In the predawn hours of Wednesday morning, workers at three Amazon warehouses walked off the job. More than 60 employees at two delivery stations in Queens, New York, and one in the Maryland suburbs of Washington, DC coordinated the first multistate walkout at US Amazon warehouses and demanded a $3 hourly raise.

As high-profile union elections in Bessemer, Alabama, and Staten Island, New York, have captured the world’s attention, an informal union named Amazonians United (AU) has been staging actions at facilities across the country—and winning.

The worker-led organization began when a handful of Chicago warehouse workers got together in 2019 to protest the company limiting their water access, according to an interview in Jacobin. “We are not a leaderless movement,” says Ira Pollock, an AU member who walked out of one of the Queens warehouses on Wednesday. “We are a leaderful movement.” The group has public chapters in Chicago, New York, Maryland, Sacramento, North Carolina, and other locations, while others prefer to operate underground. Rather than seek certification through the National Labor Relations Board, which would require Amazon to bargain with the group over wages and other conditions, the workers are exercising their rights to engage in protected concerted activity: They’re raising issues as they arise and waging campaigns to improve their working conditions.

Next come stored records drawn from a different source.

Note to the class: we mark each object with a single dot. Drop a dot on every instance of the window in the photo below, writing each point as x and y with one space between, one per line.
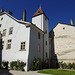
46 55
63 28
38 35
2 45
46 31
38 11
9 44
1 18
23 45
39 47
0 25
10 30
46 43
4 32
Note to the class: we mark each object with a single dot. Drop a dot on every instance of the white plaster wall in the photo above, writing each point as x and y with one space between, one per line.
64 42
42 23
34 41
38 21
20 33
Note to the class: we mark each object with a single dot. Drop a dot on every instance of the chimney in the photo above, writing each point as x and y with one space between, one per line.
24 15
2 10
71 21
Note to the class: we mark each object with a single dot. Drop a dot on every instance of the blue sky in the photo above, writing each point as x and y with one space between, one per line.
56 10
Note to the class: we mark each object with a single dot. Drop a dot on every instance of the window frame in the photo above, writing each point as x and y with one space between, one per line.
38 35
7 44
3 45
3 32
0 25
38 47
9 31
25 46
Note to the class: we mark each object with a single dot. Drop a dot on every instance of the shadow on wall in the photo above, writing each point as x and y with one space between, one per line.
5 72
53 57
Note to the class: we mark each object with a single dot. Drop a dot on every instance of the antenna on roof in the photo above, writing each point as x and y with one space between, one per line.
40 5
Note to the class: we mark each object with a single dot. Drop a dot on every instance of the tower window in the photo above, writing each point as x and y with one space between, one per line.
23 46
4 32
1 18
46 55
46 43
2 45
11 30
38 11
39 47
38 35
0 25
63 28
46 31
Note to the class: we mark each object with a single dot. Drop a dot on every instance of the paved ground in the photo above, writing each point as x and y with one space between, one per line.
11 72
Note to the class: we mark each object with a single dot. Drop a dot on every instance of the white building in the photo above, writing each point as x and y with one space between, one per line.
62 43
23 40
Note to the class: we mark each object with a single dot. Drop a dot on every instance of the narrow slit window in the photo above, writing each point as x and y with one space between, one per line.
4 32
10 30
23 45
9 44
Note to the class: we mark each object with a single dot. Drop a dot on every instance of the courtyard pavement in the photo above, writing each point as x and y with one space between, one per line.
12 72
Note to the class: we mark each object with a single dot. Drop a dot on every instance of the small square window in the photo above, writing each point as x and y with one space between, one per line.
10 30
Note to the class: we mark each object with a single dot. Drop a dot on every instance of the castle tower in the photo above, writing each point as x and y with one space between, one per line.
41 21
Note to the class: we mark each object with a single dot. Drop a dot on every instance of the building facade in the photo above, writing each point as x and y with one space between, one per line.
62 40
23 40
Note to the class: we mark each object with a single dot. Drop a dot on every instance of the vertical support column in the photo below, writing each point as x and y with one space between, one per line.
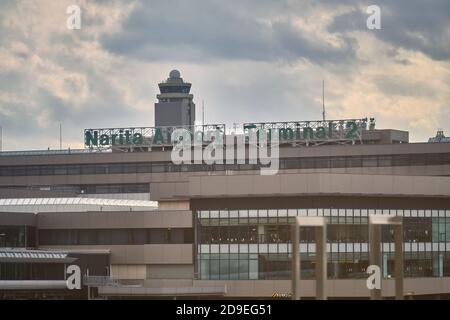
398 235
375 254
319 224
321 262
296 262
375 223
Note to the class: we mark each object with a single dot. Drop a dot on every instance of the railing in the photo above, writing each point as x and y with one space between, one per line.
100 281
48 152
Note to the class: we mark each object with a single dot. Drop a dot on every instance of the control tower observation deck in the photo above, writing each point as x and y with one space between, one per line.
175 106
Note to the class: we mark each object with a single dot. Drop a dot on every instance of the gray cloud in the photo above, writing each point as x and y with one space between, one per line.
202 31
411 24
256 60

Over the past couple of years, AU members say they’ve won pay raises, paid sick time that they had previously been denied, paid time off for part-timers, and Covid-19 safety measures, among other victories. Some are small yet impactful, like the installation of anti-fatigue mats to cover the hard warehouse floor and improve the working conditions of people standing for long periods of time. Earlier this year, workers in Chicago said they won an hourly raise of between $1.45 and $2.30 after they walked off multiple sites in December, demanding higher pay. Amazon says the pay raises were part of a regular wage review process that impacted employees at more than two dozen facilities around Chicago. Inspired by their colleagues, workers at six warehouses, including those in Queens and Maryland, submitted a petition to Amazon in December with several demands, including a five-minute break extension, an end to understaffing, an inclement weather policy, and a $3 raise. In Maryland, workers say the current minimum pay is $15.90, and in Queens it’s $15.75.

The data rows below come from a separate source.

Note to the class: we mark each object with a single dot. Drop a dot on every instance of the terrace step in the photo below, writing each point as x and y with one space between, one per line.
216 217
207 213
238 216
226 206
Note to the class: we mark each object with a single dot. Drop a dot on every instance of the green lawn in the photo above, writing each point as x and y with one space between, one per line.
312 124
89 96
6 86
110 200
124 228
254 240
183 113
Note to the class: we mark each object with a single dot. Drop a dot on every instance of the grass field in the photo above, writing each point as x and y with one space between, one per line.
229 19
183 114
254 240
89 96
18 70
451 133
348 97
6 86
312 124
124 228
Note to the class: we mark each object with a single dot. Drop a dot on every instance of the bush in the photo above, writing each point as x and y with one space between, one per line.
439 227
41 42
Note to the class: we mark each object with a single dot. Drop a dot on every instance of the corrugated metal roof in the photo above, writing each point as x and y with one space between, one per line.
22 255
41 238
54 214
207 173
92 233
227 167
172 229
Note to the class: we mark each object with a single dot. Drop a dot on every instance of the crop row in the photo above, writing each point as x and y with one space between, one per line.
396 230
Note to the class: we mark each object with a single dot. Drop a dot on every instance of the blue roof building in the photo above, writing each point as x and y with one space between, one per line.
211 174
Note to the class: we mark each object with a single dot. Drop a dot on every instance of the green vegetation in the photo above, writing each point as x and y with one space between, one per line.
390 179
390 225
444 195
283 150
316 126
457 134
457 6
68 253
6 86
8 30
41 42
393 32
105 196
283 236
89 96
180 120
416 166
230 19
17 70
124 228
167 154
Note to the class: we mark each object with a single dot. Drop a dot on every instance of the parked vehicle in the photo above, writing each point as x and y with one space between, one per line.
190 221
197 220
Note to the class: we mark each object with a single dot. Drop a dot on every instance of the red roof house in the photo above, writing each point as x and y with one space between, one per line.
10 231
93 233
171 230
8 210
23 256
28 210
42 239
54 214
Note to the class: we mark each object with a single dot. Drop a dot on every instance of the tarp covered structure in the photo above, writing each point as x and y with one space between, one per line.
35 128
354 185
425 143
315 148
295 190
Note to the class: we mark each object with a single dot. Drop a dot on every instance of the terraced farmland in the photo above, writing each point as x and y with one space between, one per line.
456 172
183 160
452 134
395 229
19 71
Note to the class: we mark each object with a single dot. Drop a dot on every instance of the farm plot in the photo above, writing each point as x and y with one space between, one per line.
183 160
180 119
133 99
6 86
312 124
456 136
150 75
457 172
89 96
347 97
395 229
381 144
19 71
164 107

“We’re proud to offer industry-leading pay, competitive benefits, and the opportunity for all to grow within the company. While there are many established ways of ensuring we hear the opinions of our employees inside our business, we also respect the right for some to make their opinions known externally,” Amazon spokesperson Kelly Nantel wrote in a statement.

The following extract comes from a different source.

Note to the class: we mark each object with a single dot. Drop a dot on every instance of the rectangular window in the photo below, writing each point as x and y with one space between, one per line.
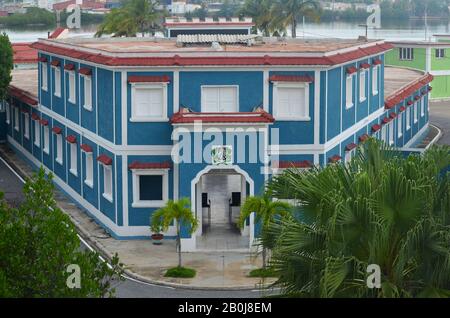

Workers say in January the company issued a rule barring phones from the warehouse floor, and they delivered a petition demanding that it reverse that order. “We won that demand almost immediately,” says Linda, who works in package sorting at the DMD9 facility in Maryland. The company had recently come under fire for reinstating a cell phone ban after six Illinois employees died inside the warehouse during a string of tornadoes.